Due fatti sono certi: le dichiarazioni della
dirigenza islamica iraniana circa l’inevitabile distruzione di Israele e la
capacità della missilistica balistica iraniana di raggiungere obiettivi in
Israele con sufficiente precisione. Quest’ultimo è forse uno dei dati maggiormente
qualificanti dei dodici giorni di guerra nel giugno 2025. I 28 morti, 3 mila
feriti, 15 mila senza tetto e 35 mila appartamenti distrutti o danneggiati fra
la popolazione civile israeliana sono lontani dalla cifra fra 800 e 4 mila morti
che la protezione civile aveva ipotizzato come verosimili in caso di attacco
missilistico dall’Iran.
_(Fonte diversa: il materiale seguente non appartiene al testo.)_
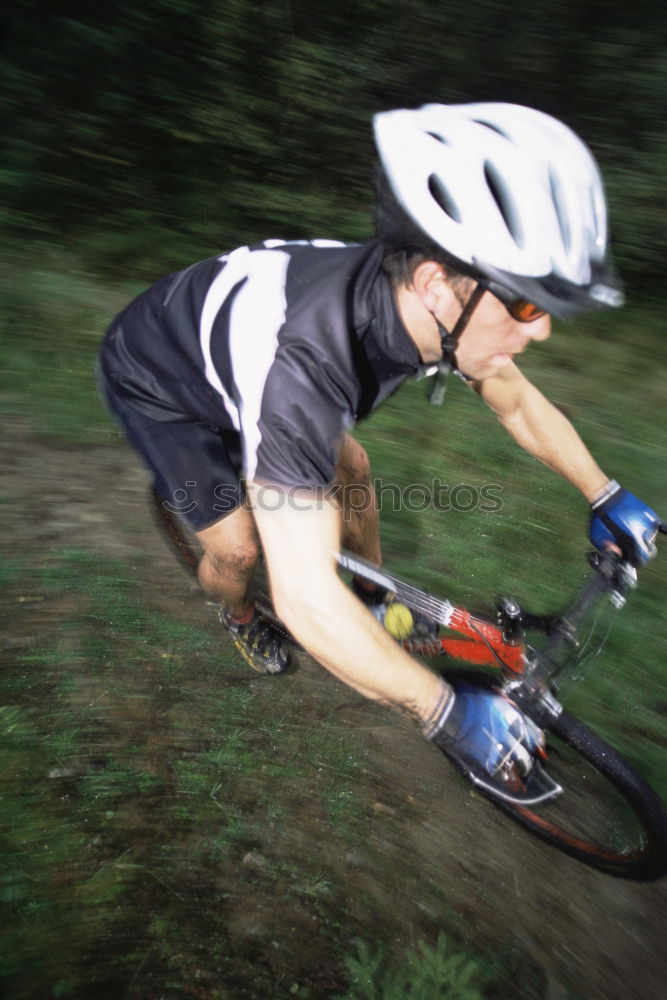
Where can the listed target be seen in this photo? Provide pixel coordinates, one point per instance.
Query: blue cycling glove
(484, 731)
(619, 518)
La contraerea israeliana ha neutralizzato l’86% dei 530
missili e il 99,9% dei 1.100 droni lanciati. Ma in caso di armamento nucleare,
la capacità di intercettare ad alta quota 8 su 9 missili con testata nucleare
sarebbe di scarsa utilità.
Il
discorso critico sulla strategia bellica della Repubblica islamica d'Iran e le
sue prestazioni non può dunque essere ridotto a scusa retorica per
“delegittimare il regime”.
È
necessaria semmai una critica della soppressione in Iran dei diritti civili, lo
schiacciamento della società secolare sotto le tonache di un clero ignorante e
fanatico, la prevaricazione contro la donna e la diversità e la percentuale
alta di risorse nazionali dedicate all’armamento.
È
facile rivolgersi in direzione opposta, inventando l’ipotesi che Israele, con
l’appoggio degli Stati Uniti, stia attuando una pericolosa cospirazione ai
danni della pace in Medioriente, del mondo arabo e dell’umanità in generale.
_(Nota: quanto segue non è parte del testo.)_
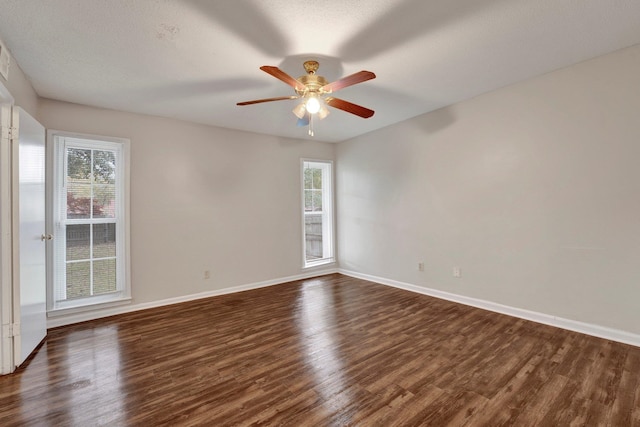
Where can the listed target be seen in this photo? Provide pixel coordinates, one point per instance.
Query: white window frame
(328, 214)
(57, 144)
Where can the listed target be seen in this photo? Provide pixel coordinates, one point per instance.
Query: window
(90, 221)
(317, 212)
Oggi esistono numerose e importanti
compartecipazioni economiche che legano l’Iran e i Paesi della penisola saudita
a interessi industriali, commerciali, mediatici e accademici in Italia e in
altri Paesi occidentali. In questa ottica, Israele con le sue azioni
infastidisce interessi ben più vasti rispetto alla guerra.
La
critica cessa di essere spassionata e riflette coinvolgimenti organici, oltre
che interessi economici immediati.
In un ambito analitico più teorico, come può
essere quello del sistema mondiale, non è più chiaro in quale senso scorra il
meccanismo della dipendenza di una parte geopolitica nei confronti dell’altra.
Come
parte di una certa immaginaria visione complottista secondo cui Israele tira le
file del malvagio disegno trascinando nel gorgo l’ignaro gigante statunitense,
c’è chi vorrebbe nuove forme di opposizione, contestazione e resistenza, che
dovranno nascere a livello di società o reti transnazionali: pacifiche, non
violente o, anche, violente.
I
riferimenti alla violenza valicano la soglia della dialettica accettabile.
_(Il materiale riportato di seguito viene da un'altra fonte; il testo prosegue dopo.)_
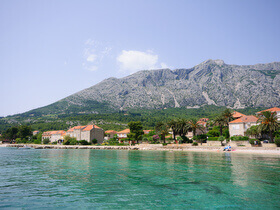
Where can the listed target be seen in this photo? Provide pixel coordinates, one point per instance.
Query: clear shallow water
(107, 179)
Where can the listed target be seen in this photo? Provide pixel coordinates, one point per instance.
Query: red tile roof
(274, 109)
(111, 131)
(124, 131)
(236, 114)
(202, 123)
(146, 131)
(49, 133)
(245, 119)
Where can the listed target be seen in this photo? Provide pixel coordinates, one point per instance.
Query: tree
(162, 129)
(269, 123)
(24, 132)
(220, 121)
(227, 114)
(11, 133)
(254, 131)
(182, 127)
(194, 126)
(136, 130)
(172, 124)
Bisogna stare attenti, qui, a non entrare nel melmoso terreno
dell’antisemitismo.
Oggi
la collettività ebraica ha tre esigenze non negoziabili:
il
diritto alla parità di cittadini;
il diritto alla propria autonoma memoria
storica;
il
diritto alla sovranità statale.
L’antisemitismo,
secondo questo aggiornamento, è la negazione di uno o più di questi tre
fondamentali (per un approfondimento, mi permetto di rimandare al mio Essere ebrei,
oggi, Il Mulino, 2024).
L’omologazione
dell’uso della violenza nei riguardi di Israele è contestuale alla tolleranza
nei confronti di regimi o di personaggi mediorientali che, almeno in teoria,
non sarebbero ammissibili in un ambito occidentale.
Vengono
quindi tollerati, o anche incoraggiati, suprematismi etno- religiosi, il
rifiuto di ogni riferimento transnazionale, la chiusura a ogni tolleranza
multiculturale, la corsa agli armamenti e l’incremento illimitato dei bilanci
militari.
Queste
contraddizioni rivelano vere e proprie devianze rispetto al sistema di valori
democratici conclamato a casa propria e richiedono una spiegazione, che forse
risiede nella frustrazione di fronte a un sistema democratico che, dopo decenni
di promesse a partire dalla fine della Seconda guerra mondiale, ha fallito nel
mantenerle.
Chi
cessa di credere nel presente e nelle sue promesse tende a rifugiarsi nei sogni
e nelle utopie.
Tradotto in politica, questo meccanismo di
psicologia di massa fa emergere figure carismatiche, populismo e distruzione
degli equilibri democratici sui quali si fondava il sistema.
I canali di comunicazione di massa e le reti
sociali spontanee rafforzano enormemente questi processi trasformativi.
L’analisi
del caso di Gaza, dei palestinesi e di Israele richiede uno sforzo di sobrietà
e autocontrollo, sia in Medioriente sia in Occidente.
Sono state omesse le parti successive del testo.